Ev’rybody’s Doin’ a Brand New Pose Now, C’mon Baby, Do the Yoga Motion
Los Angeles is the epicenter of yoga in the Western world, with at least 60 studios, many of which adhere to the spiritual traditions of yoga. But those studios are now far outnumbered by health clubs offering yoga–or some semblance thereof. The number of people who “do” yoga has doubled nationwide since 1996. But here’s the question: How many of these new disciples see the practice as nothing more than the one true path to a firmer butt? Paul Tullis explores this question, quoting Jeanne along the way, for the Los Angeles Times Magazine in its September 21, 2003 issue.

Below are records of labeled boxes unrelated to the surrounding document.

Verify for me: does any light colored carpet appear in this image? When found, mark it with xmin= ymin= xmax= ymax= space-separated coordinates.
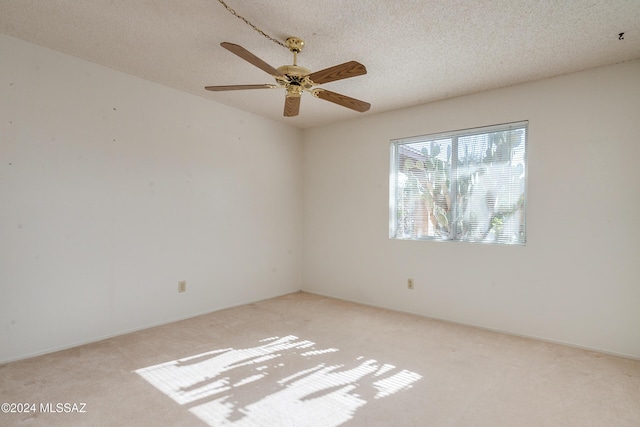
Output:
xmin=0 ymin=293 xmax=640 ymax=427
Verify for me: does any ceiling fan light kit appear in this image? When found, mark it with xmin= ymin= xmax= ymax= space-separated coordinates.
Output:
xmin=205 ymin=37 xmax=371 ymax=117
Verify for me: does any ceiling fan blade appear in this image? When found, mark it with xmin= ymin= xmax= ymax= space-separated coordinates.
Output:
xmin=313 ymin=89 xmax=371 ymax=113
xmin=204 ymin=84 xmax=277 ymax=92
xmin=309 ymin=61 xmax=367 ymax=85
xmin=284 ymin=94 xmax=300 ymax=117
xmin=220 ymin=42 xmax=283 ymax=76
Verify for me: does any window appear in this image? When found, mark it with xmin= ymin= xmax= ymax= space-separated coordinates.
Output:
xmin=389 ymin=122 xmax=528 ymax=245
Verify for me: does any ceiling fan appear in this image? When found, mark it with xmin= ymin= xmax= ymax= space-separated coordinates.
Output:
xmin=205 ymin=37 xmax=371 ymax=117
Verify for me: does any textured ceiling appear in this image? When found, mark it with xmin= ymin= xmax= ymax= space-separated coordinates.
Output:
xmin=0 ymin=0 xmax=640 ymax=128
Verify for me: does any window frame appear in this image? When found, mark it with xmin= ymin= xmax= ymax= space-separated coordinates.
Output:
xmin=389 ymin=120 xmax=529 ymax=246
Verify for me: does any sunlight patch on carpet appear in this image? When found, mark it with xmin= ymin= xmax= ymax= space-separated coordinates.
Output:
xmin=135 ymin=335 xmax=422 ymax=427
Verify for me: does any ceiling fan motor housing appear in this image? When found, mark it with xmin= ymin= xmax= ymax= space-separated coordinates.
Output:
xmin=274 ymin=65 xmax=314 ymax=89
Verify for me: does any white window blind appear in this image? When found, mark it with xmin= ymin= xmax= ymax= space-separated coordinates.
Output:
xmin=389 ymin=121 xmax=528 ymax=245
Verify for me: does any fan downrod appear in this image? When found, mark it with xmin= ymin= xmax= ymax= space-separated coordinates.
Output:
xmin=286 ymin=37 xmax=304 ymax=53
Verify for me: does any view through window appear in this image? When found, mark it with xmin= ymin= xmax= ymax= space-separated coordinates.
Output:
xmin=389 ymin=122 xmax=528 ymax=245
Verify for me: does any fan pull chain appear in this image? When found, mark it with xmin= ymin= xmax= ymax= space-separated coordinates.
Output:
xmin=218 ymin=0 xmax=289 ymax=50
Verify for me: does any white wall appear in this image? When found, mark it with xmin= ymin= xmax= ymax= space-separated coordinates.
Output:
xmin=0 ymin=35 xmax=302 ymax=362
xmin=303 ymin=61 xmax=640 ymax=357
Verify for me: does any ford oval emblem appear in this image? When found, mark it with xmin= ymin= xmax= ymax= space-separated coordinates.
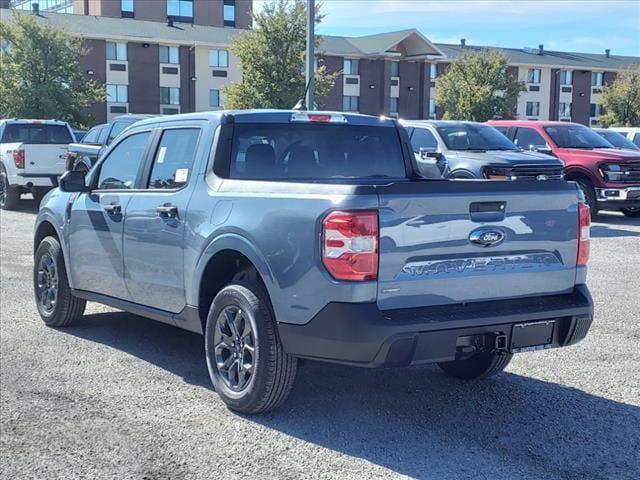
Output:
xmin=469 ymin=227 xmax=505 ymax=247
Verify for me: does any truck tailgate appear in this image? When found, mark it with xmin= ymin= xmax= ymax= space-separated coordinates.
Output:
xmin=23 ymin=144 xmax=67 ymax=175
xmin=376 ymin=180 xmax=578 ymax=310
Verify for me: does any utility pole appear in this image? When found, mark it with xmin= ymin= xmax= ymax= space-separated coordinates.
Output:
xmin=305 ymin=0 xmax=316 ymax=110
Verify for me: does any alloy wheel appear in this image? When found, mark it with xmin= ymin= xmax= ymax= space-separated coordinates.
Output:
xmin=213 ymin=305 xmax=256 ymax=392
xmin=37 ymin=253 xmax=58 ymax=314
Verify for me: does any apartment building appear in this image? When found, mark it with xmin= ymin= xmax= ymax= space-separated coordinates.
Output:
xmin=0 ymin=0 xmax=640 ymax=125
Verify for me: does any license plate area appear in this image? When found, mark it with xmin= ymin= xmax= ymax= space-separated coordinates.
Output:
xmin=511 ymin=320 xmax=556 ymax=353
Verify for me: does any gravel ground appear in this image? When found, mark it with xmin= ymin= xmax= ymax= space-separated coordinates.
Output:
xmin=0 ymin=197 xmax=640 ymax=480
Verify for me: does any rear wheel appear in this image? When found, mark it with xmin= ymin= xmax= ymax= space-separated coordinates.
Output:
xmin=438 ymin=352 xmax=513 ymax=380
xmin=33 ymin=237 xmax=86 ymax=327
xmin=620 ymin=207 xmax=640 ymax=218
xmin=575 ymin=178 xmax=598 ymax=220
xmin=205 ymin=281 xmax=297 ymax=413
xmin=0 ymin=166 xmax=20 ymax=210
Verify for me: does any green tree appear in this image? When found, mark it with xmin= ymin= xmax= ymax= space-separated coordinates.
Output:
xmin=436 ymin=51 xmax=525 ymax=122
xmin=598 ymin=66 xmax=640 ymax=127
xmin=224 ymin=0 xmax=337 ymax=108
xmin=0 ymin=13 xmax=105 ymax=126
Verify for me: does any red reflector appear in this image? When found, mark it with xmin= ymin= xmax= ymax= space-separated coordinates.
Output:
xmin=13 ymin=150 xmax=24 ymax=168
xmin=322 ymin=211 xmax=378 ymax=281
xmin=576 ymin=203 xmax=591 ymax=266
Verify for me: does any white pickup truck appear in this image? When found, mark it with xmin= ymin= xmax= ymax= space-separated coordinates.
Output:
xmin=0 ymin=119 xmax=75 ymax=210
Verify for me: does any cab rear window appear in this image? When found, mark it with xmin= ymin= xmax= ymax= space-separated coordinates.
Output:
xmin=0 ymin=123 xmax=73 ymax=145
xmin=229 ymin=123 xmax=406 ymax=180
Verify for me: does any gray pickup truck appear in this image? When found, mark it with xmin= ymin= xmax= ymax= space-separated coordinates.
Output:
xmin=33 ymin=110 xmax=593 ymax=413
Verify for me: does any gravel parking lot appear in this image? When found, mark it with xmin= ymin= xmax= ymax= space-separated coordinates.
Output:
xmin=0 ymin=197 xmax=640 ymax=480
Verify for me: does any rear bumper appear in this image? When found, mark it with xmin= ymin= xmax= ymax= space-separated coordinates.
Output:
xmin=596 ymin=186 xmax=640 ymax=210
xmin=279 ymin=285 xmax=593 ymax=367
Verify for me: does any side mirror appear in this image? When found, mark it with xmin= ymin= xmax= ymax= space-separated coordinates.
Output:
xmin=59 ymin=170 xmax=89 ymax=193
xmin=419 ymin=147 xmax=442 ymax=160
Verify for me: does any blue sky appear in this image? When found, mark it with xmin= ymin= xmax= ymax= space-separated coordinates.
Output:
xmin=255 ymin=0 xmax=640 ymax=56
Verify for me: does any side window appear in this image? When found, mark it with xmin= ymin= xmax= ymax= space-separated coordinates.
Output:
xmin=148 ymin=128 xmax=200 ymax=189
xmin=107 ymin=122 xmax=131 ymax=145
xmin=411 ymin=128 xmax=438 ymax=152
xmin=82 ymin=127 xmax=102 ymax=143
xmin=98 ymin=132 xmax=151 ymax=190
xmin=513 ymin=128 xmax=548 ymax=150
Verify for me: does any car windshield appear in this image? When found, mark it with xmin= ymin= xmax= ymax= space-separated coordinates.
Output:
xmin=544 ymin=125 xmax=614 ymax=149
xmin=229 ymin=123 xmax=406 ymax=180
xmin=436 ymin=123 xmax=520 ymax=151
xmin=597 ymin=130 xmax=640 ymax=150
xmin=0 ymin=123 xmax=73 ymax=145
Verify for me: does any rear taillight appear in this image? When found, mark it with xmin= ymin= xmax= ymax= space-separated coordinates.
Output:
xmin=577 ymin=203 xmax=591 ymax=265
xmin=13 ymin=150 xmax=24 ymax=168
xmin=322 ymin=210 xmax=378 ymax=281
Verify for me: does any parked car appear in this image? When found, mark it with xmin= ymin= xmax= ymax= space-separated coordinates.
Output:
xmin=609 ymin=127 xmax=640 ymax=147
xmin=65 ymin=115 xmax=152 ymax=172
xmin=488 ymin=120 xmax=640 ymax=217
xmin=593 ymin=128 xmax=640 ymax=150
xmin=33 ymin=110 xmax=593 ymax=413
xmin=0 ymin=118 xmax=74 ymax=210
xmin=403 ymin=120 xmax=564 ymax=180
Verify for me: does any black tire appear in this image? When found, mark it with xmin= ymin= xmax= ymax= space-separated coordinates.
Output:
xmin=620 ymin=208 xmax=640 ymax=218
xmin=438 ymin=352 xmax=513 ymax=380
xmin=0 ymin=166 xmax=20 ymax=210
xmin=33 ymin=237 xmax=86 ymax=327
xmin=205 ymin=280 xmax=297 ymax=414
xmin=575 ymin=178 xmax=598 ymax=220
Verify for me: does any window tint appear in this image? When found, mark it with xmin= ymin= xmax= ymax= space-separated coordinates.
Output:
xmin=513 ymin=128 xmax=547 ymax=150
xmin=411 ymin=128 xmax=438 ymax=152
xmin=148 ymin=128 xmax=200 ymax=188
xmin=229 ymin=124 xmax=406 ymax=180
xmin=107 ymin=121 xmax=131 ymax=145
xmin=82 ymin=126 xmax=102 ymax=143
xmin=98 ymin=132 xmax=150 ymax=190
xmin=2 ymin=123 xmax=73 ymax=145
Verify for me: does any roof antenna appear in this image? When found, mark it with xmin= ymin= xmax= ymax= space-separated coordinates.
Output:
xmin=293 ymin=78 xmax=312 ymax=112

Classes Are Now More Common at Health Clubs Than in Traditional Studios – and There’s Some Bad Karma About the Evolution.
By Paul Tullis is a Los Angeles-based freelance writer, Los Angeles Times
If anthropologists in the next century ever go searching for the exact moment when yoga passed from spiritual endeavor to mere fitness craze, they might well look to a tall, terrifically fit woman in her 30s named Beth Shaw. Concerned that her traditional yoga training had not prepared her to teach in a fitness club, Shaw created a course that promises to churn out yoga instructors in a single weekend, which is no small feat given that yoga is a 5,000-year-old Hindu spiritual practice that attempts physical purification, in part through breathing and exercise, to reach a blissful state called ananda.
Master that in a weekend and you’re ready to learn brain surgery from the back of a cereal box.
In fairness, it’s not as if Shaw doesn’t know her asana from her elbow. She was trained by Ganga White, the man pretty much responsible for bringing yoga to Los Angeles in 1967 when he founded Larchmont’s Center for Yoga. But Shaw didn’t like the austerity of yoga studios, so in the mid-’90s she decided to move into fitness centers. In those clubs, however, she found the traditional training hadn’t prepared her to teach in “a fitness club environment.”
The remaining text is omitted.